By Tricia Despres
“You can’t make a living playing guitar, Richard.”
And perhaps his dear mother was right.
Because, over 40 years after Rick Springfield’s mum uttered those fateful words to her son back in Australia, Springfield has not only made a living playing guitar, but as a songwriter, an actor, an author, and someone who has refused to give up despite the odds that life has thrown at him.

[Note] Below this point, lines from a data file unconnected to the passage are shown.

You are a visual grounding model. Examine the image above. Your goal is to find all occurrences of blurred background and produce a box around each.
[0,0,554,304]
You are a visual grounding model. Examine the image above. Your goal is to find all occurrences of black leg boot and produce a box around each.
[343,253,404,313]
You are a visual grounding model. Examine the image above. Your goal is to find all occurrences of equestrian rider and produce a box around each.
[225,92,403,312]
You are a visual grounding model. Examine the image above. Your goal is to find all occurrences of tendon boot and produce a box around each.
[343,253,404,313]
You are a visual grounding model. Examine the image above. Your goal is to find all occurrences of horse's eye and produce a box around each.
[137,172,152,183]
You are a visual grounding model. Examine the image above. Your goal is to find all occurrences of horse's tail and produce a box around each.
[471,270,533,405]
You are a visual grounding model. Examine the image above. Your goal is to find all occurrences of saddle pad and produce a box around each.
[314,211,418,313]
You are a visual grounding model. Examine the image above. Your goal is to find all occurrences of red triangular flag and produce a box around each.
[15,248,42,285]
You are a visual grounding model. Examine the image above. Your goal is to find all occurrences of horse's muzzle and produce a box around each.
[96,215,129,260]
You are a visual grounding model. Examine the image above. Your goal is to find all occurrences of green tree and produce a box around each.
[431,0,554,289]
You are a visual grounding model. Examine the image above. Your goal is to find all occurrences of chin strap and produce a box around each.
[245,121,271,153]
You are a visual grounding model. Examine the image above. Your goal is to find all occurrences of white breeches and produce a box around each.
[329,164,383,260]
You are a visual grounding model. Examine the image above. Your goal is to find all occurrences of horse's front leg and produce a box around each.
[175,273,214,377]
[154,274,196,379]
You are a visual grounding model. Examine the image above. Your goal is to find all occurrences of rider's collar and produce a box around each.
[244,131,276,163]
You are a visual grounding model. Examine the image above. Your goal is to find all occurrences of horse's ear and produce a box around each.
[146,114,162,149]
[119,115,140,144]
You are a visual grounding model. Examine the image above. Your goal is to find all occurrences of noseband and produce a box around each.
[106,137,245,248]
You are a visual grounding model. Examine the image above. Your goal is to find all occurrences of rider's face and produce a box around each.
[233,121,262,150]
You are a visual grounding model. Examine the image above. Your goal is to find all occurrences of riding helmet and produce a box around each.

“My mom and I butted heads as a teenager,” recalls Springfield, who first picked up a guitar at the age of 12. “I was terrible back then. She said I was hanging out with kids that she considered part of a rough crowd. She probably was right. She wasn’t always there with a comforting arm because she just wasn’t that kind of mom. She showed me the way to be by what she did. She taught me always to stand up and never crumble. She has a ‘never give up and never quit’ mentality.”
It’s that mentality that has kept Springfield in the forefront of a number of industries at the same time, whether via upcoming acting roles in shows such as the HBO critically-acclaimed drama True Detective and movies such as Ricki and the Flash starring Meryl Streep and Kevin Klein or as the author to books such as his critically autobiography Late, Late at Night.

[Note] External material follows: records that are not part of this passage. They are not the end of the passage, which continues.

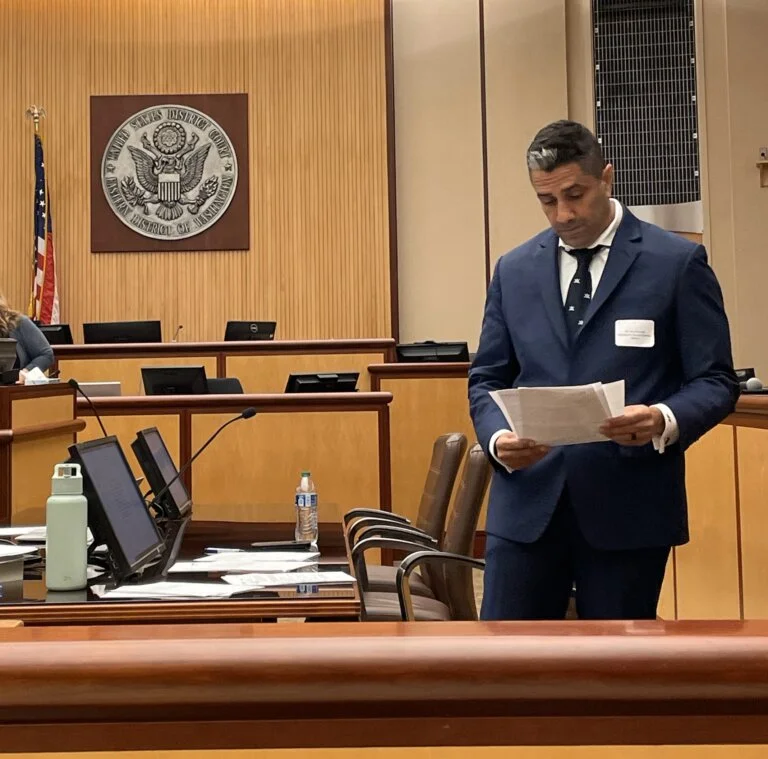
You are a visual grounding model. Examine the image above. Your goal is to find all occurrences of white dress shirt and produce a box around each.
[488,198,680,472]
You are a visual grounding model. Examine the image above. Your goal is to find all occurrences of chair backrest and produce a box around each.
[430,443,492,619]
[208,377,245,395]
[415,432,467,540]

Springfield has accomplished all of this despite a slew of challenges, many of which would be enough to take down a weaker heart and most of which he finds himself still battling today. Yet, despite “a degree of attention deficit disorder” and his admitted frequent bouts with depression, Springfield says the ideals that he learned from his now 94-year-old mom have helped him to battle on. “I have learned to live with it to a degree and channel it into a direction so I don’t waste my time feeling like crap all of the time,” he says. “Life is too short not to.”

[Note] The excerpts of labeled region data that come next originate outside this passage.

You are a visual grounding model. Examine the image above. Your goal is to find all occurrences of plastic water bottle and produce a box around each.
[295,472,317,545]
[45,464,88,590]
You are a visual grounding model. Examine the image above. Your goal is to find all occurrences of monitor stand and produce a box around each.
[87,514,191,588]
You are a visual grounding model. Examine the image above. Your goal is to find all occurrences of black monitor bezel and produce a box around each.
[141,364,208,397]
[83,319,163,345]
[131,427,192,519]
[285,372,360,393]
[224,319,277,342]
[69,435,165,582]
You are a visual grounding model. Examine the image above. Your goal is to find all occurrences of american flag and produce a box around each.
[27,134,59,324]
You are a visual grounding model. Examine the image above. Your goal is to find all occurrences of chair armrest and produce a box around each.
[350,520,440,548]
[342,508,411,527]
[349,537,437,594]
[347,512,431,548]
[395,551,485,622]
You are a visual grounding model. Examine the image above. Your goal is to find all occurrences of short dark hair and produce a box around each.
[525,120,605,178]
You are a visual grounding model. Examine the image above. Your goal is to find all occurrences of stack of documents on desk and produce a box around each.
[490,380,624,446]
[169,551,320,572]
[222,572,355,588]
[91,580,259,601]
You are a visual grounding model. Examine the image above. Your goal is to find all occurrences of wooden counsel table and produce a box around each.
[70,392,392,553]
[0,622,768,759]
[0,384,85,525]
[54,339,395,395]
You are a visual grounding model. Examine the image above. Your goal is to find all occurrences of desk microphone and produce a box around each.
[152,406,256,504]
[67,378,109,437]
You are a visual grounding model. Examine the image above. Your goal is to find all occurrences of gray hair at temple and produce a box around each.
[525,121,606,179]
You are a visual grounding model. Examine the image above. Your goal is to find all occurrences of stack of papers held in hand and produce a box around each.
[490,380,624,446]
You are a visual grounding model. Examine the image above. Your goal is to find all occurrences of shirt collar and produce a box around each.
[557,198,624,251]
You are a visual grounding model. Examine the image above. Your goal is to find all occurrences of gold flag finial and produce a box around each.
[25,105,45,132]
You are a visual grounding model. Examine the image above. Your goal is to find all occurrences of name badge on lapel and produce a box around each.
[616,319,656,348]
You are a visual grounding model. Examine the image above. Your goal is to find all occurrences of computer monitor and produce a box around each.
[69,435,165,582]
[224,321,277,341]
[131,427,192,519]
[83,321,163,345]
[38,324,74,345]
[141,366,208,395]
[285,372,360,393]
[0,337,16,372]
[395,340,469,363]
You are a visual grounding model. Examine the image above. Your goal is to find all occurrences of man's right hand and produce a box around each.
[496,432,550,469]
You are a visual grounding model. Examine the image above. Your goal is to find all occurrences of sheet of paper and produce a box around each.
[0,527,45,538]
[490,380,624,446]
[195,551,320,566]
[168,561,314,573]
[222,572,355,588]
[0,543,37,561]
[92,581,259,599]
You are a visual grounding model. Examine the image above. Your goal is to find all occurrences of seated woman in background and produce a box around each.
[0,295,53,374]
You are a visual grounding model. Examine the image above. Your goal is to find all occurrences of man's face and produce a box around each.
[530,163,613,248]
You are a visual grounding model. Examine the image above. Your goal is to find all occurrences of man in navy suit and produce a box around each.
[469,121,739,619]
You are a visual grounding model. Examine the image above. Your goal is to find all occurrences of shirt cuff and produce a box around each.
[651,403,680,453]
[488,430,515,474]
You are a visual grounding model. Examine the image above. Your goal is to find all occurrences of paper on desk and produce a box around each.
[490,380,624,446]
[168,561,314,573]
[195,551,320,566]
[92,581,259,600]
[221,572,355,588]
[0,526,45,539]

Known best for a long list of musical accomplishments that includes 25 million records sold, a Grammy Award for his #1 smash-hit Jessie’s Girl, and a whopping 17 Top 40 hits including Don’t Talk to Strangers, Affair of the Heart, I’ve Done Everything for You, Love Somebody, and Human Touch, Springfield has remained a force in the music industry and a successful touring musician able to still sell out venues throughout the country. Currently, Springfield is busy with his Stripped Down tour, which has the singer/songwriter taking the precious time to reflect on the music that has made him famous.
“After I finished with my autobiography, I realized that I had a lot of stories,” Springfield says. “A lot of those stories did come out in my songs in one way or another. We thought doing a ‘stripped down, storytelling thing’ would be a good idea. But yes, I am nervous up there. It’s just me. You can’t really fall back on sounds and lights and the other band members. It’s a much more intimate setting than what I am used to.”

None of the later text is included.